–from Douglas Mawson’s account “The Home of the Blizzard”—
“On January 9 the weather was overcast and fairly thick drift was flying in a gale of wind, reaching about fifty miles an hour. . . . Part of the time that day was occupied with cutting up a waterproof clothes-bag and Mertz’s burberry jacket and sewing them together to form a sail. Before retiring to rest in the evening I read through the burial service and put the finishing touches on the grave.
“January 10 arrived in a turmoil of wind and thick drift. The start was still further delayed. I spent part of the time in reckoning up the food remaining, and in cooking the rest of the dog meat. . . .

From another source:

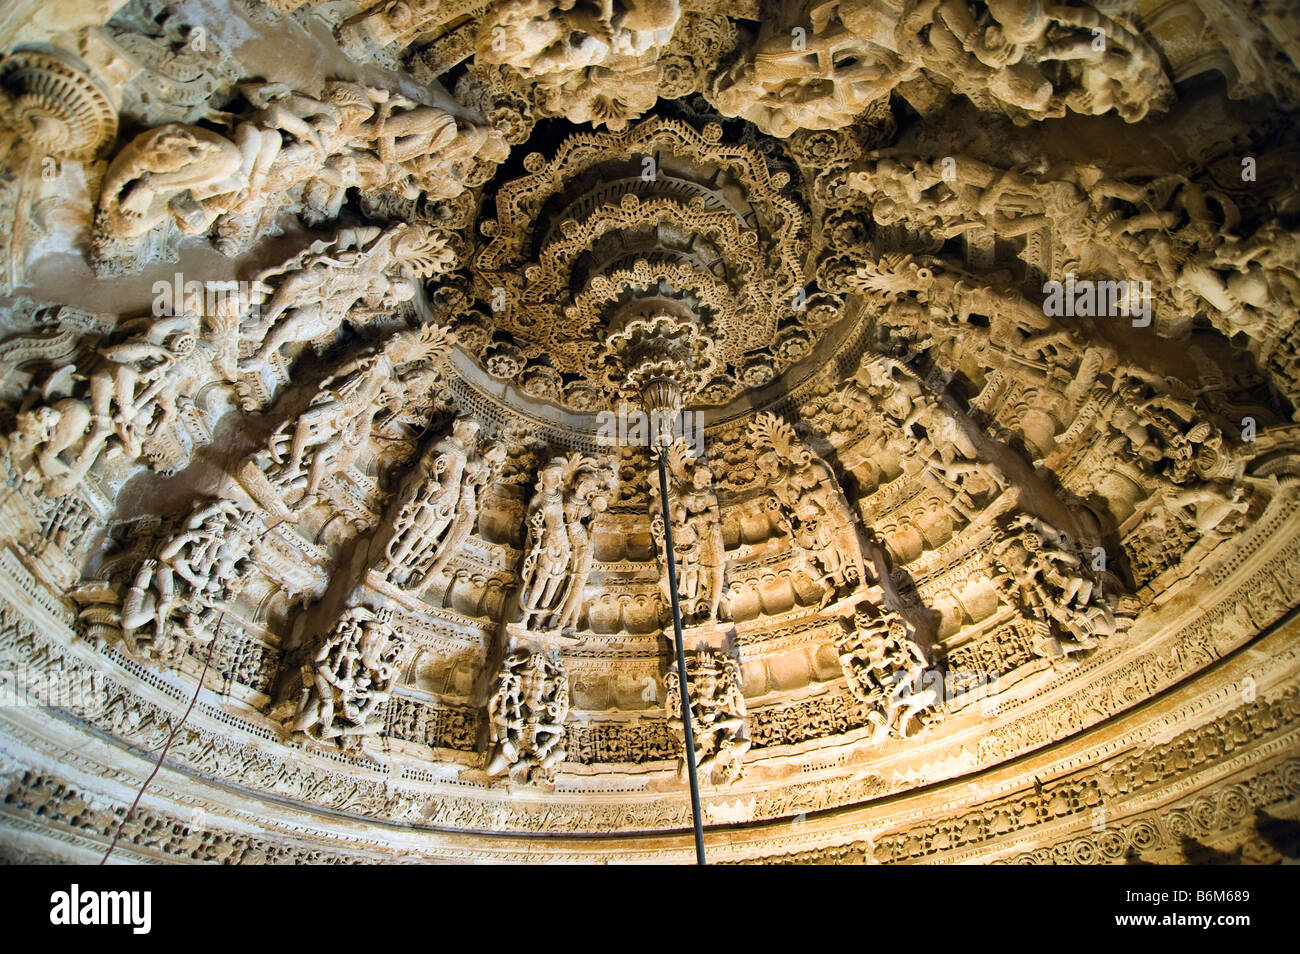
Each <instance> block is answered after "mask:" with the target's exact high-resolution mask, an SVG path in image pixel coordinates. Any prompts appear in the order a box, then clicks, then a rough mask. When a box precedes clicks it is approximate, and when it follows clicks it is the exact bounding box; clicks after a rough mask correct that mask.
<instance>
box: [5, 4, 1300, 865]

“The next day, January 11, a beautiful, calm day of sunshine, I set out over a good surface with a slight down grade. From the start my feet felt curiously lumpy and sore. They had becoime so painful after a mile of walking that I decided to examine them on the spot, sitting in the lee of the sledge in brilliant sunshine. I had not had my socks off for some days for, while lying in camp, it had not seemed necessary.
“On taking off the third and inner pair of socks the sight of my feet gave me quite a shock, for the thickened skin of the soles had separated in each case as a complete layer, and abundant watery fluid had escaped saturating the sock. The new skin beneath was very much abraded and raw. Several of my toes had commenced to blacken and fester near the tips and the nails were puffed and loose.
“I began to wonder if there was ever to be a day without some special disappointment. However, there was nothing tro be done but make the best of it.”